Announcement

Collapse
No announcement yet.

Intel Is Still Working On G45 VA-API Video Acceleration

Collapse
X
  • Filter
  • Time
  • Show
Clear All
new posts

  • curaga
    replied
    Out of curiosity, what kind of speeds are you getting now?

    Leave a comment:


  • Veerappan
    replied
    Originally posted by bridgman View Post
    If it wasn't for latency-hiding you would be absolutely correct, and the number of cores does determine the number of threads that can execute in any single clock cycle (2 SIMDs, each executing 8 threads / clock, with up to 5 simultaneous instructions per thread per clock for a total of 80).

    Running more threads than the minimum allows you to make much better use of available memory bandwidth, however, since any thread blocked on a memory access can simply idle while another unblocked thread runs. IIRC this was introduced in the r5xx series, described by marketing as the "Ultra-Threaded Dispatch Processor".
    What bridgman said.

    The decoder I've got will launch anywhere from 16 to 336 threads at a given time, which would be fine, except for two things:
    1. Memory Access Stalls
    2. Kernel Launch Latency


    When you perform a memory access, you've got several hundred GPU clock cycles you might be waiting around (when reading from the graphics card memory). During this time, the GPU usually tries to swap to another set of threads, similar to hyper-threading on an Intel CPU. The difference being that instead of one thread stalling, an entire group of threads will stall. On Nvidia, threads move together in groups of 32 threads, so a single read will stall 32 threads.

    I'm not sure about AMD as none of my ATI graphics cards (3200/4200/4770) support the byte_addressable_store extension the decoder needs, but given bridgman's number of 8 threads per SIMD, I'm guessing that 8 threads get stalled by a single read, which means up to 40 vector calculations would get stalled.

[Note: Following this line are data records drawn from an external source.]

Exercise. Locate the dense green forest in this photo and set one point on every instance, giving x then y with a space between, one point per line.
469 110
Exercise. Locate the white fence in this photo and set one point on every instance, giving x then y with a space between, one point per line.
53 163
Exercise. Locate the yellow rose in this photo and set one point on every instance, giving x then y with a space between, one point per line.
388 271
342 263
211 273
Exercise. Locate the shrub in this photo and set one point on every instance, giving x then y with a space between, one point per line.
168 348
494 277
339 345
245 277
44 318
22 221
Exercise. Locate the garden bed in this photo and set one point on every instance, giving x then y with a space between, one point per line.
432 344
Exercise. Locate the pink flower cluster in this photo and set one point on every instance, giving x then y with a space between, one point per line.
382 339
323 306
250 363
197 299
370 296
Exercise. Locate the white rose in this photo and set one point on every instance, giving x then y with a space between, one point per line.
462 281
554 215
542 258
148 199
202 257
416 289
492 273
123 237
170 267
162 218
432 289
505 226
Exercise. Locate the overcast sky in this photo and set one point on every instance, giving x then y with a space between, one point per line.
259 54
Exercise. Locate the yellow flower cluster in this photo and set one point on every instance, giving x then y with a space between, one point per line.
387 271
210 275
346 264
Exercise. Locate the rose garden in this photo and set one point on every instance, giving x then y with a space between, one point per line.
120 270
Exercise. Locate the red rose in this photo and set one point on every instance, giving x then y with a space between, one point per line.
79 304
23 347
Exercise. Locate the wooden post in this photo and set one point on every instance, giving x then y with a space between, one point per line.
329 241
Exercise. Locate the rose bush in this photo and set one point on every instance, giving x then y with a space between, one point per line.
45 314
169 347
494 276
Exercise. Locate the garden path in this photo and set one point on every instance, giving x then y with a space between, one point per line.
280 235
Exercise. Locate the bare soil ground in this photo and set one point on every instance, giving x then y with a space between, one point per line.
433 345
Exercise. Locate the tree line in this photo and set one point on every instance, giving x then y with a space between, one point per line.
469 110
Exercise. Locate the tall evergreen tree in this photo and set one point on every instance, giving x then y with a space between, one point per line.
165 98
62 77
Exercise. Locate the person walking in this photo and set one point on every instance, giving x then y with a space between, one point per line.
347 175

    The other factor is how long it takes to start running an OpenCL kernel. Normally on a CPU, function calls take a few cycles to fire up. You set the arguments, jump to a new IR value, and then back up any registers you're about to trash.

    In OpenCL you get the additional fun of having to send the function call request into the CL library, which sends it to the graphics driver, which queues it for execution, then sends it over the PCI-express bus to the GPU, and then the GPU finally starts executing it. In most cases, this latency can be fairly low (several tens of clock cycles), but in some cases, such as my laptop (GF9400, Ubuntu 10.10, Nv blob) I've seen latencies which will occasionally spike up to several thousand clock cycles.

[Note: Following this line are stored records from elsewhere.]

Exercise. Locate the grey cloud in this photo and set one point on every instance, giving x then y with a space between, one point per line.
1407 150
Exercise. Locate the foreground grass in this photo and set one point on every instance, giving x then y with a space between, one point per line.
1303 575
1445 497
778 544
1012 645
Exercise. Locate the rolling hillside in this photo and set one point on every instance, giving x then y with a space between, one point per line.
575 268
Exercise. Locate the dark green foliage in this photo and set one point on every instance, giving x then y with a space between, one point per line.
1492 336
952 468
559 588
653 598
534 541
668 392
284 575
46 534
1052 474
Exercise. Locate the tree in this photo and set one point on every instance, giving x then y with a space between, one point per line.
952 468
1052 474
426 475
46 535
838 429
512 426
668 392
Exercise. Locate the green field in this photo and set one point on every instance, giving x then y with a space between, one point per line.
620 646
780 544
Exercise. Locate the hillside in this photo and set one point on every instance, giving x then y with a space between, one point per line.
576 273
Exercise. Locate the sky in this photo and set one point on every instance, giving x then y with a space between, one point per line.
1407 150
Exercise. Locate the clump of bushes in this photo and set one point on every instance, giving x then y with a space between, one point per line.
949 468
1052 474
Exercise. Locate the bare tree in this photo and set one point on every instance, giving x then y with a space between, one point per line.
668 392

    In order to minimize this start-up cost, its usually good to do either a lot of work in a given thread, or launch a TON of threads which would take the CPU a long time to loop over. The danger of the first option is that its hard to write long kernels that don't branch a lot (another performance killer). The second is generally preferred, but as I said, the most I've managed is 336 threads in a single launch, and that's not exactly the common case.

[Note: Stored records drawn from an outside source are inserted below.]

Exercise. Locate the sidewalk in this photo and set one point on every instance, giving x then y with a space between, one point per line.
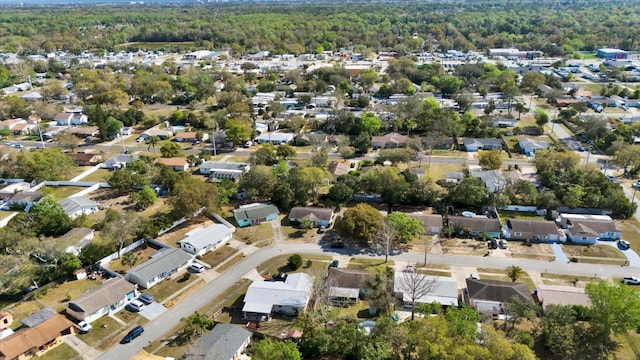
86 351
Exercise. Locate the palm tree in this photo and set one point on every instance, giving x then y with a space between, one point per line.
514 272
152 142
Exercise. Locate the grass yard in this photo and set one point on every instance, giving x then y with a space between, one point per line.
104 329
54 298
254 233
169 287
62 351
216 257
597 251
61 192
99 175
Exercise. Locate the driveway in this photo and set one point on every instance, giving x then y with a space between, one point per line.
559 254
632 256
153 310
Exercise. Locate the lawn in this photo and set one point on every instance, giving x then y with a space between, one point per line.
61 192
216 257
100 175
254 233
169 287
54 298
62 351
104 330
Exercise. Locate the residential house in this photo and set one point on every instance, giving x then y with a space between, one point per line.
475 226
78 205
588 229
265 298
106 299
493 180
86 159
70 118
338 168
83 131
347 286
444 289
36 340
254 214
119 161
319 216
191 136
454 176
202 240
161 134
77 239
474 144
177 163
224 342
529 146
223 170
161 265
24 199
533 230
489 296
432 222
389 141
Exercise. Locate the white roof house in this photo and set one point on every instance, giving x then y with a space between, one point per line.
290 296
444 292
202 240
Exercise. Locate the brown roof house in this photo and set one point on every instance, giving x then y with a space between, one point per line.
475 225
43 331
108 298
432 222
588 229
490 296
536 231
319 216
389 141
177 164
347 286
86 159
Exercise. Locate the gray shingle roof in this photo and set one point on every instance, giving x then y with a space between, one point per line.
221 343
165 260
72 204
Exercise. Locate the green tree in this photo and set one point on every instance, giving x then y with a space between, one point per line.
294 262
490 159
360 223
267 349
406 227
191 195
514 272
144 198
69 263
614 307
170 149
129 259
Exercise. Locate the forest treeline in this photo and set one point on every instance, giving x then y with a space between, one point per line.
557 28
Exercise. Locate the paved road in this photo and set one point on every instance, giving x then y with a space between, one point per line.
157 328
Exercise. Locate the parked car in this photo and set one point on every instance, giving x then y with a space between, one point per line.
135 306
134 333
197 268
84 327
146 298
624 244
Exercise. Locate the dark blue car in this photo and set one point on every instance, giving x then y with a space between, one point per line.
134 333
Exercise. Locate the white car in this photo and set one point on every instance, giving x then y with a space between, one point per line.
195 267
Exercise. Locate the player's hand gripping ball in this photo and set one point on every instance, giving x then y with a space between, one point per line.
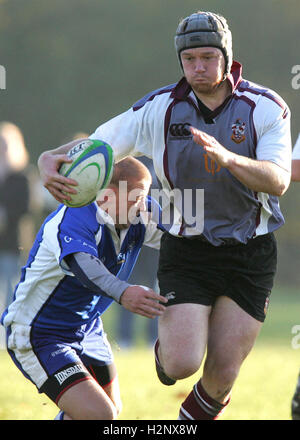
92 168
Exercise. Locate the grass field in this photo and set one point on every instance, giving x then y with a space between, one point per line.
263 390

    Usually with Nvidia hardware, you want thousands of threads in flight. With most Nvidia GPUs, they can handle something like 16k-32k simultaneous threads.

    Leave a comment:


  • bridgman
    replied
    If it wasn't for latency-hiding you would be absolutely correct, and the number of cores does determine the number of threads that can execute in any single clock cycle (2 SIMDs, each executing 8 threads / clock, with up to 5 simultaneous instructions per thread per clock for a total of 80).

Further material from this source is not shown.